Sequence comparison in java

Question

I'm looking for a standard algorithm/code (Java) which compares two integer lists (old and new) and gives a third result list which provides actions to convert the 'old' list into the 'new' list.

For example:

old-> 1, 2, 3, 4
new-> 9, 2, 3, 6, 4

so the result should be something like:

1-, 9+, 2, 3, 4-, 6+, 4+ 

Here, the suffix:

  - = Deleted item from old list.
  + = New added item to old list.

and the rest (w/o suffix), are numbers which are unchanged (i.e Value as well as Index). I believe something using the LCS (longest common sequence) would do this job! But I can't really figure-out if there is any.

Any pointers will be highly appreciated.

Answer 1

Just for future references. Both the 1st and 2nd answers are good. The 1st answer is clue to what i was looking for. The optimal way to compare sequences. and, The 2nd answer is a working code to compare sequences. But this doesn't give a optimal result for coverting one list to another. But good for a simple diff!!

Thanks all for the answers!!

Thanks, Abhishek.

Answer 2

I implemented something in C#. Porting it to Java ...

(edit)

Here is the Java version:

enum Action {
    UNCHANGED, ADDED, REMOVED
}

static class DiffResult<T> {
    private T value;
    public Action type;

    public DiffResult(T value, Action type) {
        super();
        this.value = value;
        this.type = type;
    }

    public T getValue() {
        return value;
    }

    public Action getType() {
        return type;
    }
}


public static <T> List<DiffResult<T>> listDiff(List<T> originalList,
        List<T> newList) {
    List<DiffResult<T>> result = new ArrayList<DiffResult<T>>();

    int maxCount = Math.max(originalList.size(), newList.size());
    for (int i = 0; i < maxCount; i++) {
        if (newList.size() < i + 1)
            result.add(new DiffResult<T>(originalList.get(i),
                    Action.REMOVED));
        else {
            if (originalList.size() < i + 1) {
                result.add(new DiffResult<T>(newList.get(i), Action.ADDED));
            } else {
                if (originalList.get(i).equals(newList.get(i)))
                    result.add(new DiffResult<T>(originalList.get(i),
                            Action.UNCHANGED));
                else {
                    result.add(new DiffResult<T>(originalList.get(i),
                            Action.REMOVED));
                    result.add(new DiffResult<T>(newList.get(i),
                            Action.ADDED));
                }
            }
        }
    }
    return result;
}

public static void main(String[] args) {
    List<Integer> oldList = new ArrayList<Integer>();
    oldList.add(1);
    oldList.add(2);
    oldList.add(3);
    oldList.add(4);

    List<Integer> newList = new ArrayList<Integer>();
    newList.add(9);
    newList.add(2);
    newList.add(3);
    newList.add(6);
    newList.add(4);

    List<DiffResult<Integer>> diff = listDiff(oldList, newList);

    for (DiffResult<Integer> d : diff) {
        System.out.println("Item: " + d.getValue() + " -> " + d.getType());
    }
}

Answer 3

Levenshtein distance algorithm seems to work for you (essentially the LCS algorithm you mentioned). Just record the action you choose in another table (right after when you choose the minimum, you need to record which action has resulted the min cost to be able to look it up afterward).

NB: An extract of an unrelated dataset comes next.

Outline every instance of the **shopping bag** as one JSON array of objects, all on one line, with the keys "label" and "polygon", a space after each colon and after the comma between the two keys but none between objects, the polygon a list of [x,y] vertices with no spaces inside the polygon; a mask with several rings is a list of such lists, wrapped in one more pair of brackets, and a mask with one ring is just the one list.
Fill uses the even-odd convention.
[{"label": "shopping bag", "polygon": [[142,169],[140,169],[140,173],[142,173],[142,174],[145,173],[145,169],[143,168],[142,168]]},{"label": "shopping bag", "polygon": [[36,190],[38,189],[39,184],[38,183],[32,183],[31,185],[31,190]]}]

if (seq1[i] == seq2[j] && d[i - 1, j - 1] <= d[i - 1, j] + 1
                       && d[i - 1, j - 1] <= d[i, j - 1] + 1) {
     d[i, j] = d[i - 1, j - 1];
     action[i, j] = MATCHED;
} else if (d[i - 1, j] < d[i, j - 1]) // If cost of insertion is less:
{
     d[i, j] = d[i - 1, j] + 1;
     action[i, j] = INSERTION;
} else {
     d[i, j] = d[i, j - 1] + 1;
     action[i, j] = DELETION;
}

Then use action[i, j] to recursively go back through the process and pushing the chosen action in a stack.